DEROULEMENT DES DEBATS
A l’audience publique, le juge des libertés et de la détention a procédé au rappel de l’identité des parties ;
Après avoir rappelé à la personne retenue les droits qui lui sont reconnus par le code de l’entrée et du séjour des étrangers et du droit d’asile pendant sa rétention et l’avoir informée des possibilités et des délais de recours contre toutes décisions le concernant ;
L’intéressé a été entendu en ses explications ;
Le représentant du préfet a été entendu en ses observations ;
L’avocat a été entendu en sa plaidoirie ;
Le représentant du préfet ayant répondu à l’avocat ;
L’étranger ayant eu la parole en dernier ;
EXPOSE DU LITIGE
Suivant arrêté en date du 28 novembre 2023, notifié le même jour, M. Le préfet du Nord a ordonné à [U] [Y], né le 25 janvier 2002 à [Localité 1] (Algérie), de nationalité algérienne, de quitter le territoire français.
Par décision en date du 9 juin 2024, notifiée le même jour à 17h30, l'autorité administrative a ordonné le placement de [U] [Y] en rétention dans des locaux ne relevant pas de l'administration pénitentiaire.
Par décision rendue le 14 juin 2024, le premier président de la Cour d'appel de DOUAI a confirmé la décision en date du 11 juin 2024 du juge des libertés et de la détention de LILLE ayant ordonné la prolongation de la rétention administrative de [U] [Y] pour une durée maximale de vingt-huit jours.
Par décision en date du 9 juillet 2024, le juge des libertés et de la détention de LILLE a ordonné la prolongation de la rétention administrative de [U] [Y] pour une durée maximale de trente jours.
Par requête en date du 7 août 2024, reçue au greffe le même jour à 09 heures 09, l'autorité administrative a saisi le juge des libertés et de la détention aux fins de voir ordonner la prolongation de la rétention pour une durée supplémentaire de quinze jours.

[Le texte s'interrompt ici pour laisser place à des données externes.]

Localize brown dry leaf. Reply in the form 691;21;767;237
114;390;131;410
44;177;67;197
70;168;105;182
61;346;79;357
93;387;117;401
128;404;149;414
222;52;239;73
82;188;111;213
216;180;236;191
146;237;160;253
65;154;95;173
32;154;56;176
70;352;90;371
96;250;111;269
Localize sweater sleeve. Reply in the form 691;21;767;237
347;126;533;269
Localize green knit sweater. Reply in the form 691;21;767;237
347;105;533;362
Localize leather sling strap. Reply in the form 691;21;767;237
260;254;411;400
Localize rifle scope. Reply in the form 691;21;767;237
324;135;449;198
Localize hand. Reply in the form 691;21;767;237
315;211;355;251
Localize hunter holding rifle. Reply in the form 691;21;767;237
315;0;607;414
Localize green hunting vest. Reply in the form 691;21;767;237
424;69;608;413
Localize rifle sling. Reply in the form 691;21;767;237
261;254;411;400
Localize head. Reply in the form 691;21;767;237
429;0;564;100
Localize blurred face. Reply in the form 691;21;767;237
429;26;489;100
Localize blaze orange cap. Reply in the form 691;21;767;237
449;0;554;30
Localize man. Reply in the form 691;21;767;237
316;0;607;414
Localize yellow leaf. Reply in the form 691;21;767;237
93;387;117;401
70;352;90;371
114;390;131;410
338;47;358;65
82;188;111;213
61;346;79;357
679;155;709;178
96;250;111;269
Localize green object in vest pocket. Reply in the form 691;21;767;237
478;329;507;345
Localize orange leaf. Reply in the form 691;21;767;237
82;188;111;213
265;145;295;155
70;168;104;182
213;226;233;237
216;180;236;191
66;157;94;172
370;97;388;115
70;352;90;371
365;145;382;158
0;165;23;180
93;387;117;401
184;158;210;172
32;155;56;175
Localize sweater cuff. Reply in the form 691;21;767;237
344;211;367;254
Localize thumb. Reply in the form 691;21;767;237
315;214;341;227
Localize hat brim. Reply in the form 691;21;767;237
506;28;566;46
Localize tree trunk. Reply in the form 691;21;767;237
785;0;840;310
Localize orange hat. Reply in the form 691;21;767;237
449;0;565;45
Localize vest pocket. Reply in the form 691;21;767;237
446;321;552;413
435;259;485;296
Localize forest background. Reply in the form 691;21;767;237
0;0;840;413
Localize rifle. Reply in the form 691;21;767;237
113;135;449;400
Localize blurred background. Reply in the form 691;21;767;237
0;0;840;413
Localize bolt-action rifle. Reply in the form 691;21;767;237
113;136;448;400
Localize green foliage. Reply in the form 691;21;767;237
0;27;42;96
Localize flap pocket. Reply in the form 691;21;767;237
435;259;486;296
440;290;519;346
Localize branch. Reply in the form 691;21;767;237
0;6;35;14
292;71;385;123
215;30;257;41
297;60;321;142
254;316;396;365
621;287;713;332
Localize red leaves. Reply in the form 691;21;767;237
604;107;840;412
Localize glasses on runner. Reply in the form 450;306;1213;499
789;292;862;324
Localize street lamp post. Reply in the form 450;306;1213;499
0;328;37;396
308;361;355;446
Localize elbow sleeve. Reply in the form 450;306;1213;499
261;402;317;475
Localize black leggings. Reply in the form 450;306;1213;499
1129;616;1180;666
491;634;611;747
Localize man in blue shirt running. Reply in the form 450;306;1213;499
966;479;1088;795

Le conseil de Monsieur [U] [Y] sollicite le rejet de la prolongation de la rétention sur les moyens suivants :
- défaut de caractérisation de la menace à l'ordre public,
- l'obstruction à l'exécution de la mesure date de plus de 15 jours,
- l'administration n'établit pas que le laissez-passer consulaire sera délivré à bref délai.
Le représentant de l'administration indique que la menace à l'ordre public est caractérisée en ce que M. [Y] a été plusieurs fois condamné, que l'intéressé a fait obstruction en refusant sa présentation au consul et qu'une nouvelle demande de présentation au consul a été formée pour le 9 août 2024.
MOTIFS DE LA DÉCISION
Sur les moyens tirés de l'absence de délivrance des documents de voyage à bref délai et de l'absence de menace pour l'ordre public.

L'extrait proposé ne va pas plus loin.